The announcement marks the second time the United States has designated sanctions evaders since reaching an interim deal with Tehran in November.
Washington has said it will continue to enforce existing sanctions until a more comprehensive deal is reached to prevent Iran from developing nuclear weapons.
“We strongly believe that sustaining sanctions pressure will be critical,” a senior U.S. Treasury official told journalists.
Under the current agreement between Iran and six major powers, including the United States, Tehran has agreed to curb sensitive nuclear activities in exchange for some limited sanctions relief, including the gradual transfer back to Iran of $4.2 billion in oil funds held abroad.
Iran maintains that its nuclear program is peaceful and denies Western and Israeli accusations that it is seeking the means and expertise to assemble a nuclear warhead. It has also said that Israel's reputed atomic arsenal threatens peace.
The actions taken on Thursday prohibit companies and individuals from carrying out financial transactions under U.S. jurisdiction.
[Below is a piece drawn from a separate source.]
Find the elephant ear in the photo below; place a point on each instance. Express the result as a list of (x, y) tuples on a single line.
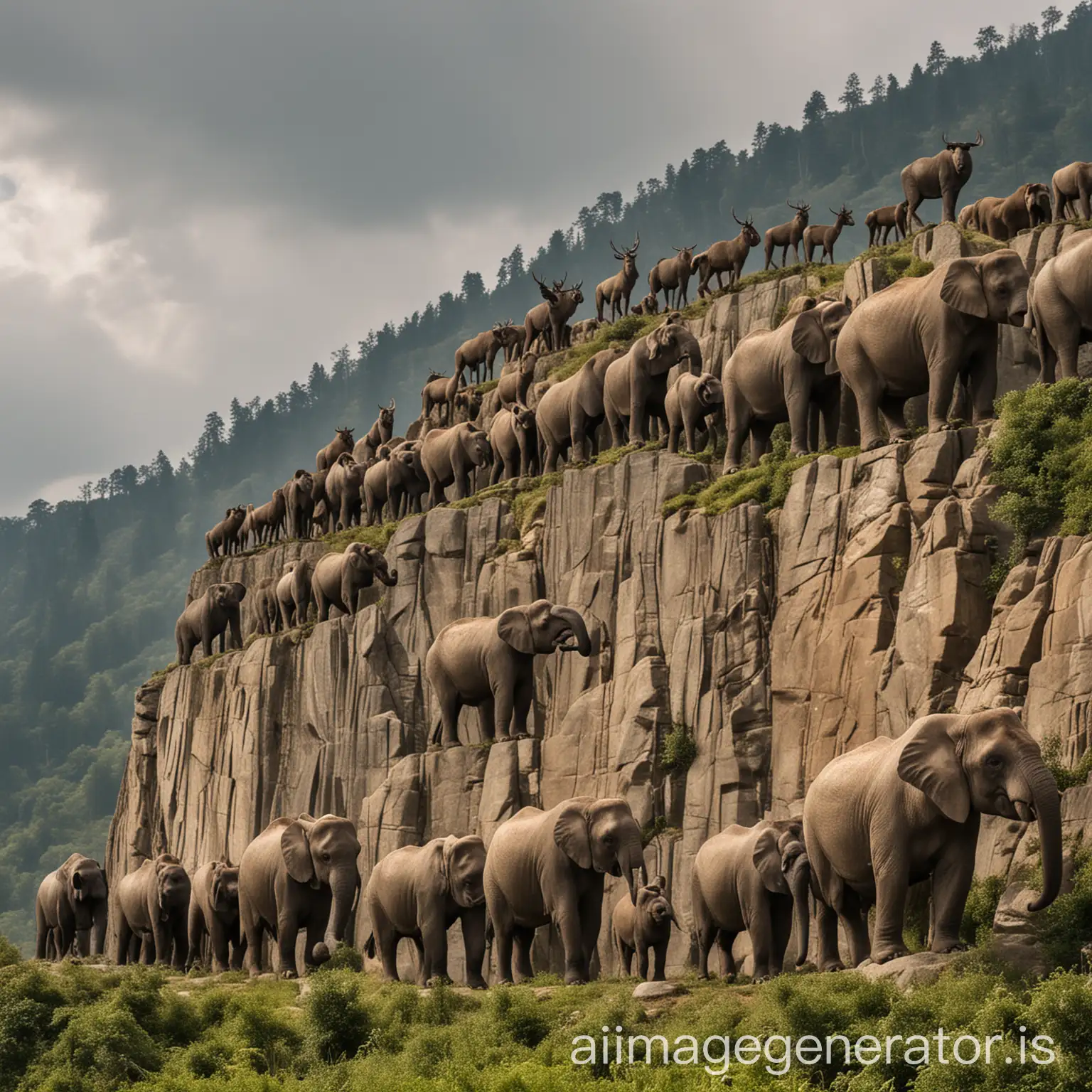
[(297, 853), (809, 338), (962, 289), (513, 628), (767, 861), (929, 762), (572, 835)]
The U.S. Treasury said the targeted businesses and individuals operated in Turkey, Spain, Germany, Georgia, Afghanistan, Iran, Liechtenstein and the United Arab Emirates.
Some were helping Iran evade sanctions on oil exports as well as aiding its efforts to acquire prohibited nuclear and military technologies, according to the Treasury. They included a Spanish firm that the United States said was helping Iran's nuclear industry.
The United States targeted a Turkish citizen for allegedly helping Iran try to acquire and reverse engineer a “weapons-capable” speedboat. Washington also accused German firm Deutsche Forfait of helping “facilitate oil deals” with Iran.
Other violators named were associated with Iran-sponsored activities in Syria and Afghanistan, the Treasury said in a statement.
Some U.S. lawmakers want new sanctions laws imposed on the Islamic state, but the Obama administration has campaigned to hold off on new measures to give diplomatic efforts a chance to settle the nuclear dispute.
The Treasury last imposed Iran sanctions in December, shortly after the interim deal was struck, blacklisting several companies and individuals for supporting Iran's nuclear program.